Although macro lenses do tend to usually have the lowest distortion for a given focal length, I don't think that's the right choice here personally (unless you got the 180 macro, but you're not going to because it's stupidly expensive). I think for this purpose, it's much more important to get a LONG lens and not worry about distortion so much. Why? Because *perspective *is more your enemy here than distortion is. And the best way to flatten perspective (lines from all parts of the artwork as close to parallel as possible) is with long lenses standing really far away. most macro lenses, at least affordable ones, aren't long at all.

To see what I mean, imagine an artwork 2 stories tall by 2 stories wide. Now imagine taking a photo of it with a 14mm lens a few feet away. The lines will be straight, sure, but the objects in the artwork toward its edges will be tiny and the center huge. That's not what you want. You want every square inch of the painting taking up as close to the same number of pixels as possible. To do this you'd stand way back and use a longer lens. You can't do this as well with a typical 50mm or 100mm macro lens as you can with a 200mm or 300mm or your 135 you already have.

Also, you have multiple things already protecting you from distortion anyway, making it low priority to worry about:
1) Small aperture (f/8 or f/11) protects you from field curvature
2) The fact that long lenses usually have low distortion anyway
3) Lens profiles built into things like lightroom or photoshop that correct known distortion for you (for barrel or pincushion, etc., and vignetting)

Whereas you don't have ANY protections against perspective changing the look of your artwork, except simply standing far away.

So I think you'd get better results and spend a lot less money by just using a long lens.


My suggestion if you want to spend $0 and get perfectly good results is:
1) Wait for a dry, _very _cloudy day (almost perfectly even lighting without having to spend any money)
2) Take whatever your longest lens you already own is
3) Prop the art up against a southern facing wall outside in the open, as level as possible, on something like dry cinder blocks with a soft cloth over them to prevent damage
4) Walk back until it fits in your frame
5) Put the camera on a tripod there and line the camera up so it's about halfway up the height of the art, or so that the line from the camera to artwork middle is as close to a 90 degree angle to the surface of the art as possible.
6) Don't use auto, just carefully focus with live view zoomed in all the way until you have perfect focus guaranteed by your eye.
7) Crank the aperture to f/12 or so (depends on lens and your camera's sensor size to be optimal, but this is a general good guess/starting point).
8) Shoot.

Once you have the setup all done, it should go quickly for several pieces. Only having to raise or lower the camera a bit, mostly, depending on different size art.
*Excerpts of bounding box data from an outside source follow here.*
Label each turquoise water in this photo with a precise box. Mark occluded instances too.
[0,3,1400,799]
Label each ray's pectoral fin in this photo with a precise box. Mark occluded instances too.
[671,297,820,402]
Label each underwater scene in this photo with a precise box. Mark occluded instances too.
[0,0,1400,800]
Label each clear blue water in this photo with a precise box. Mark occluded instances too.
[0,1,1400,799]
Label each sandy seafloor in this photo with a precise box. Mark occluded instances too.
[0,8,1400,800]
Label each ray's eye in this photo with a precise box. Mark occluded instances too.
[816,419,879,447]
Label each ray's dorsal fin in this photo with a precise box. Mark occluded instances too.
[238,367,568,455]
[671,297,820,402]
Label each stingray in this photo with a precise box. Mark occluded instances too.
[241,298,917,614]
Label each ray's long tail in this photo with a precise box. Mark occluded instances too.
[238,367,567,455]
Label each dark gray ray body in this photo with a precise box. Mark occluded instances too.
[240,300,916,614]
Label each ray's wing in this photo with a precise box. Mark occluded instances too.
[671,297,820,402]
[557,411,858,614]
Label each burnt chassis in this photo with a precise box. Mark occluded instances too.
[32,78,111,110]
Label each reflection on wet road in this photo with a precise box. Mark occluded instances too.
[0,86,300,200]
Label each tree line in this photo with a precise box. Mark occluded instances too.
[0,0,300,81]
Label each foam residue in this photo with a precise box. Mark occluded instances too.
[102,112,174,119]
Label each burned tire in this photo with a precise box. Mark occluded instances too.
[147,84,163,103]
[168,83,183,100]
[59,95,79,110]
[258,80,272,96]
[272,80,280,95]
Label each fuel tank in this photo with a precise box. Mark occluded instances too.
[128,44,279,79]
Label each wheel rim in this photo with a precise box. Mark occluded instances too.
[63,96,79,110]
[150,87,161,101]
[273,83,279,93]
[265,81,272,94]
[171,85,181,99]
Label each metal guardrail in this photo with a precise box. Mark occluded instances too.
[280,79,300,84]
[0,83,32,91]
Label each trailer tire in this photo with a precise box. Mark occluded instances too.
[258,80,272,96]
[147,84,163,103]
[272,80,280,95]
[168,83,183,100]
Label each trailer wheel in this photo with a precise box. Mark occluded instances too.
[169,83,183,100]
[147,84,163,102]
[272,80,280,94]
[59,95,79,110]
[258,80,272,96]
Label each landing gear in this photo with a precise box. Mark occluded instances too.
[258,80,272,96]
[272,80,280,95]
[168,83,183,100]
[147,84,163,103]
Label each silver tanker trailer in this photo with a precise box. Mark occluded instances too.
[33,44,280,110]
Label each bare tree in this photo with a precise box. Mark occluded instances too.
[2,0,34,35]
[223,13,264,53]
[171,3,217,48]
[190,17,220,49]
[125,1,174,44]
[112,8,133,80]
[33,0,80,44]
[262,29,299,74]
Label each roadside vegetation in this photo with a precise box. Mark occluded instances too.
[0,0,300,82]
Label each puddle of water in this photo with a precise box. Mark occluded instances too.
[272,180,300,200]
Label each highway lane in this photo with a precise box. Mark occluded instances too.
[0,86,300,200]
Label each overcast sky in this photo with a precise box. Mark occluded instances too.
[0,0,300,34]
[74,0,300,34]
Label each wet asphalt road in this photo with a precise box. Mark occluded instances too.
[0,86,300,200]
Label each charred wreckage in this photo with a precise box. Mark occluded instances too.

Edit: if you can't bring them outdoors, then you'll want to get two huuuuge softboxes or perhaps umbrellas (ideally close to the size of the art) with speedlights or monolights and put them both 45 degrees to the artwork as close to it as you can get without getting in the way of the shot. This will cost significantly more than the sun and clouds, but will be very even (and generally useful things to have for other stuff anyway)


----------



## grafxman (Mar 26, 2014)

Gavjenks nailed it!


----------



## CAP (Jun 14, 2014)

I use a 24mm Tilt Shift lens for my photos of photos so to speak works great.


----------